SUARA TRENGGALEK – Hari Anak Nasional 2025 menjadi momen refleksi atas masih minimnya ruang aman bagi anak-anak Indonesia. Di Kecamatan Bendungan, Trenggalek, kisah seorang pelajar berinisial N (14) menjadi potret nyata.
Perjuangan anak yang lahir dari keluarga petani miskin itu tak hanya bertarung melawan penyakit bawaan sejak lahir, tetapi juga menghadapi perundungan dari teman sekolahnya.
N yang merupakan pelajar kelas 2 SMP di Trenggalek itu mengaku pernah mengalami bully saat duduk di kelas 1. Ia sempat dikucilkan dan dihina karena kondisi kesehatannya. Hal ini membuatnya enggan masuk sekolah selama beberapa hari.
“Dulu itu pas kelas 1 SMP saya dibully. Teman-teman ada yang ngatain, bahkan sempat nyindir soal sakit saya. Saya jadi minder banget waktu itu,” ujar N kepada wartawan.
Pelajar di Trenggalek Korban Bully
Awalnya, diceritakan N, dirinya hanya berpura-pura sakit agar tak masuk sekolah. Namun, beban psikologis yang ia tanggung membuatnya akhirnya terbuka kepada ayahnya.
Sang ayah yang biasa disapa Yanto (38), kemudian datang ke sekolah untuk melaporkan kondisi anaknya, hasilnya sekolah menindaklanjuti laporan tersebut. Setelah itu, teman-teman N meminta maaf dan ia mulai kembali bersekolah.
Namun perjuangan N tak berhenti di situ. Ia harus menjalani dua kali operasi pada 2025. Operasi pertama dilakukan pada Februari, disusul operasi kedua menjelang Ramadhan. Total biaya pengobatan mencapai hampir Rp 50 juta.
“Waktu itu saya udah nggak mikir apa-apa lagi. Pokoknya anak saya harus disembuhkan. Meski nggak ada bantuan, saya tetap usaha,” kata Yanto, seorang petani yang mengandalkan penghasilan dari lahan kecil di perbukitan.
N baru sempat menjadi peserta KIS sejak duduk di bangku kelas 5 SD. Ia juga menceritakan untuk proses pengajuan KIS tersebut dibantu oleh salah satu gurunya di sekolah dasar.
Menderita Sakit Sejak Kecil
Namun saat akan berobat, lamanya proses jadwal operasi yang mencapai bulan, membuat keluarga memilih jalur pengobatan mandiri. Tak ada bantuan penuh dari negara, namun sang ayah tetap bertekad menyelamatkan anaknya.
“Saya baru tahu pas dia enggak mau masuk sekolah. Dia bilang sakit, tapi lama-lama ngaku juga kalau dibully. Ya saya langsung ke sekolah, ngomong ke gurunya soal kondisi anak saya,” tutur Mukaryanto.

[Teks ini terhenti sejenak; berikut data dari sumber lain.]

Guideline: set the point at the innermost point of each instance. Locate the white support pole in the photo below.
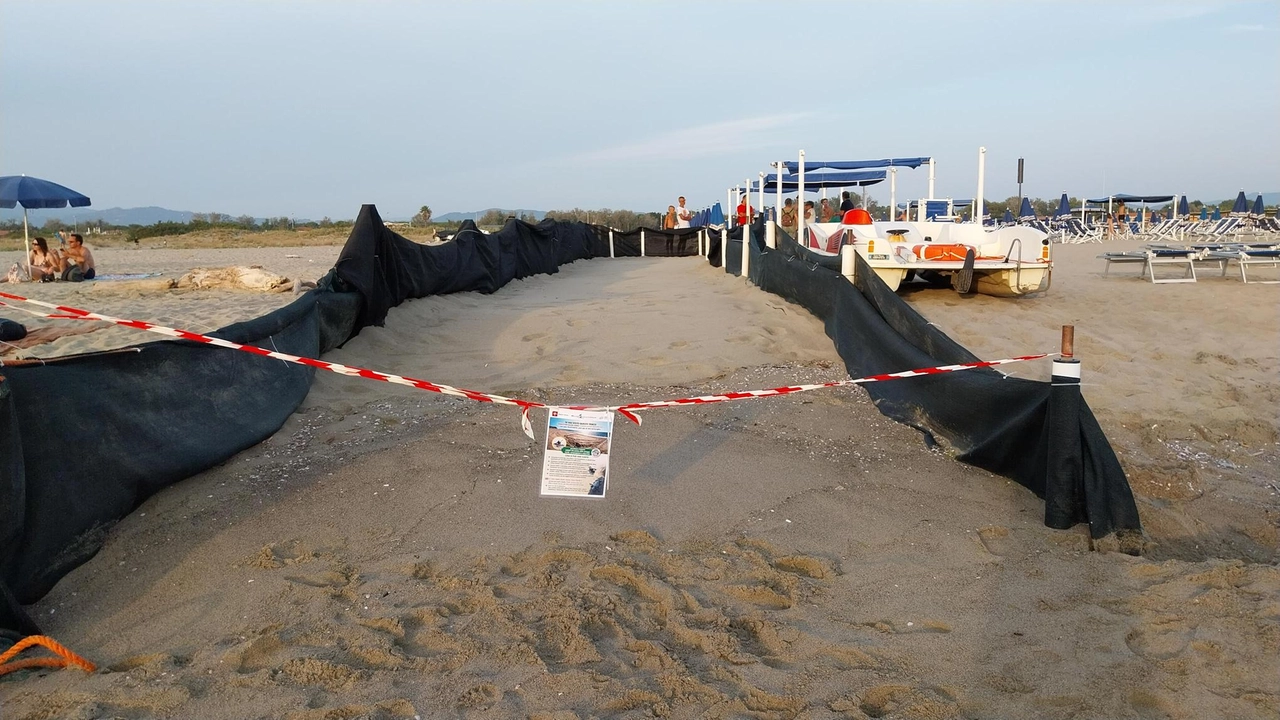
(26, 241)
(760, 204)
(800, 204)
(982, 180)
(777, 206)
(892, 194)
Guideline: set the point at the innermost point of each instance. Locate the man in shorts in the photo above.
(684, 215)
(77, 259)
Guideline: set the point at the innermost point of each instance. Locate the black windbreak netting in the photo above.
(1040, 434)
(152, 414)
(146, 417)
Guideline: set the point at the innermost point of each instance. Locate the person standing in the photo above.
(789, 215)
(744, 212)
(684, 215)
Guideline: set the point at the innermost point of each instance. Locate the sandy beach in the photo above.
(387, 554)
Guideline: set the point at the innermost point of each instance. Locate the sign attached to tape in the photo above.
(576, 454)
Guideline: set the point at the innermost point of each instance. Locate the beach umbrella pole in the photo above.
(26, 240)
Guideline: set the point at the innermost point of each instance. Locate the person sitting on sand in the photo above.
(45, 265)
(77, 260)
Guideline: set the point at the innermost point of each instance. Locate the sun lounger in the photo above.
(1152, 258)
(1247, 258)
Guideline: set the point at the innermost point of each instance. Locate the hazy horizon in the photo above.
(310, 109)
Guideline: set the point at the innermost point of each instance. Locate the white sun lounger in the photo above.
(1150, 260)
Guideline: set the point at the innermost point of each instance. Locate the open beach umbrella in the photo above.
(1064, 208)
(1025, 210)
(35, 192)
(1242, 205)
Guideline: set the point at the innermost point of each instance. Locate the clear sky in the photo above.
(310, 109)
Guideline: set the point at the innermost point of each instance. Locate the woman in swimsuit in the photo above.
(45, 265)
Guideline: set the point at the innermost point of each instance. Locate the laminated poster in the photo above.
(576, 455)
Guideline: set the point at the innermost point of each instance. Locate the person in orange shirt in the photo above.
(744, 212)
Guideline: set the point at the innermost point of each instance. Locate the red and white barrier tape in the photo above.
(627, 410)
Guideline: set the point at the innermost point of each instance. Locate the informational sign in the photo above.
(576, 455)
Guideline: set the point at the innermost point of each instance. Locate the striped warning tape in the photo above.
(627, 410)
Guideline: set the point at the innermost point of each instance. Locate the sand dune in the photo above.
(387, 554)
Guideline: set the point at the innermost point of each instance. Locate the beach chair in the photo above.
(1246, 258)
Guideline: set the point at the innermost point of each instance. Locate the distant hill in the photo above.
(114, 215)
(478, 214)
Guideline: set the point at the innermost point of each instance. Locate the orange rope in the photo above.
(65, 657)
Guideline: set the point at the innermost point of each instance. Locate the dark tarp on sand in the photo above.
(1040, 434)
(150, 415)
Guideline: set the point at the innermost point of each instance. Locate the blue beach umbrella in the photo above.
(1025, 210)
(1064, 208)
(35, 192)
(716, 217)
(1240, 205)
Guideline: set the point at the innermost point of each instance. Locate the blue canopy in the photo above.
(716, 217)
(1064, 208)
(794, 165)
(1025, 210)
(35, 192)
(817, 181)
(1121, 197)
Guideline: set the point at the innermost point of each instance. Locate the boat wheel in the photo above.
(963, 281)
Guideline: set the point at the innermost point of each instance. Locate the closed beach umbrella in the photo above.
(717, 215)
(35, 192)
(1242, 205)
(1025, 212)
(1064, 208)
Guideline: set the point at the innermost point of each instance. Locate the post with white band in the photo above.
(1064, 468)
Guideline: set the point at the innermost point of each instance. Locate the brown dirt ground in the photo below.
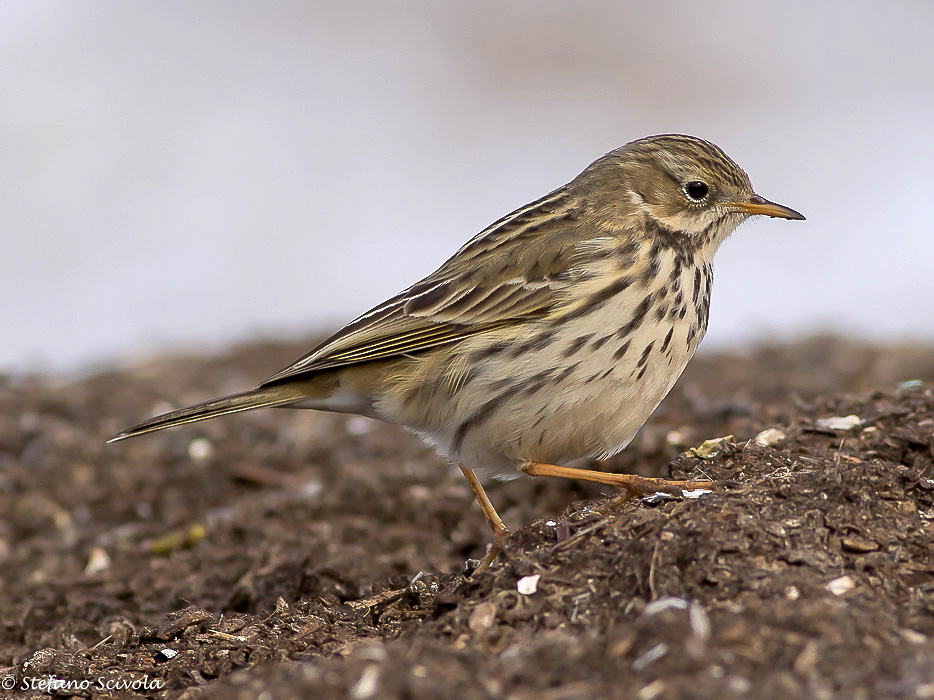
(303, 554)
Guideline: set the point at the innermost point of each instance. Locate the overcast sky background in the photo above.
(179, 175)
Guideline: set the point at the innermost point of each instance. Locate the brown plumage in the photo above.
(551, 335)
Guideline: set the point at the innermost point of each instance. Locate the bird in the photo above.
(549, 337)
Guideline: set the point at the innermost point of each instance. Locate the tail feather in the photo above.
(244, 401)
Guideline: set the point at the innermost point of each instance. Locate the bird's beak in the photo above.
(760, 205)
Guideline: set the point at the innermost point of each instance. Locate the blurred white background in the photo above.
(178, 175)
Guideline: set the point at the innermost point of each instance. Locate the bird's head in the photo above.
(681, 185)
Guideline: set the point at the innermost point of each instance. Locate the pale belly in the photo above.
(584, 395)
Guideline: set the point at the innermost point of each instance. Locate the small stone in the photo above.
(528, 585)
(708, 448)
(482, 617)
(838, 422)
(695, 493)
(200, 449)
(840, 585)
(368, 684)
(769, 437)
(98, 561)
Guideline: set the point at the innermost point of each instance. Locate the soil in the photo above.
(299, 554)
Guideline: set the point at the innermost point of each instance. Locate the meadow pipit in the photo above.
(551, 335)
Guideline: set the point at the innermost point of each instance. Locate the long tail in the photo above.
(245, 401)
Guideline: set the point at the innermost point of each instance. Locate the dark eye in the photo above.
(696, 190)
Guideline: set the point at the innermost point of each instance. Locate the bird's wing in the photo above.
(512, 271)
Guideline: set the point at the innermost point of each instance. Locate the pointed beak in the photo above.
(760, 205)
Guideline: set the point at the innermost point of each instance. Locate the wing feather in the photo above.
(497, 279)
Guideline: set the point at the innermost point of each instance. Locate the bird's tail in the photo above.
(245, 401)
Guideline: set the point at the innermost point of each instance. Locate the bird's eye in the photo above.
(696, 190)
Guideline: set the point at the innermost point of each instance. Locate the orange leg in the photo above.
(500, 532)
(635, 485)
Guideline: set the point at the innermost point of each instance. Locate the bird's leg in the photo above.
(500, 532)
(635, 485)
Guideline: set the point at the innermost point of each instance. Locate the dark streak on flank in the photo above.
(667, 342)
(622, 350)
(645, 354)
(536, 382)
(637, 317)
(600, 342)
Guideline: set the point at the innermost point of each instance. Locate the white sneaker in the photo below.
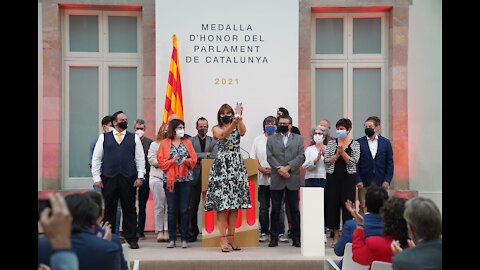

Kini, N mulai kembali pulih. Meski luka batin belum sepenuhnya sembuh, ia telah berani kembali ke sekolah dan memupuk cita-cita untuk menjadi dokter.
“Saya pengen jadi dokter yang bisa bantu orang lain juga. Karena saya juga pernah ngerasain ditolong,” ucap N kembali bercerita kepada awak media sambil tersenyum tipis.
Hari Anak Nasional 2025
Mukaryanto berharap tidak ada lagi anak-anak lain yang mengalami perlakuan serupa. Ia mengingatkan masyarakat untuk tidak menghakimi anak-anak yang memiliki kondisi berbeda.
“Anak saya nggak salah. Dia cuma ingin sekolah kayak anak-anak lain. Saya minta siapa pun yang lihat anak lain beda, jangan langsung ngecap atau mengejek. Karena mereka enggak tahu apa yang sedang ditanggung,” tegasnya.
Kisah N menjadi pengingat bahwa perlindungan anak bukan hanya tanggung jawab keluarga, tetapi juga sekolah dan negara. Tidak menutup kemungkinan kejadian N ini juga menimpa anak-anak lainnya.
Di tengah keterbatasan ekonomi dan sistem jaminan kesehatan yang belum sepenuhnya berpihak, anak-anak seperti N terus berjuang dengan harapan dan senyum yang pelan-pelan kembali merekah.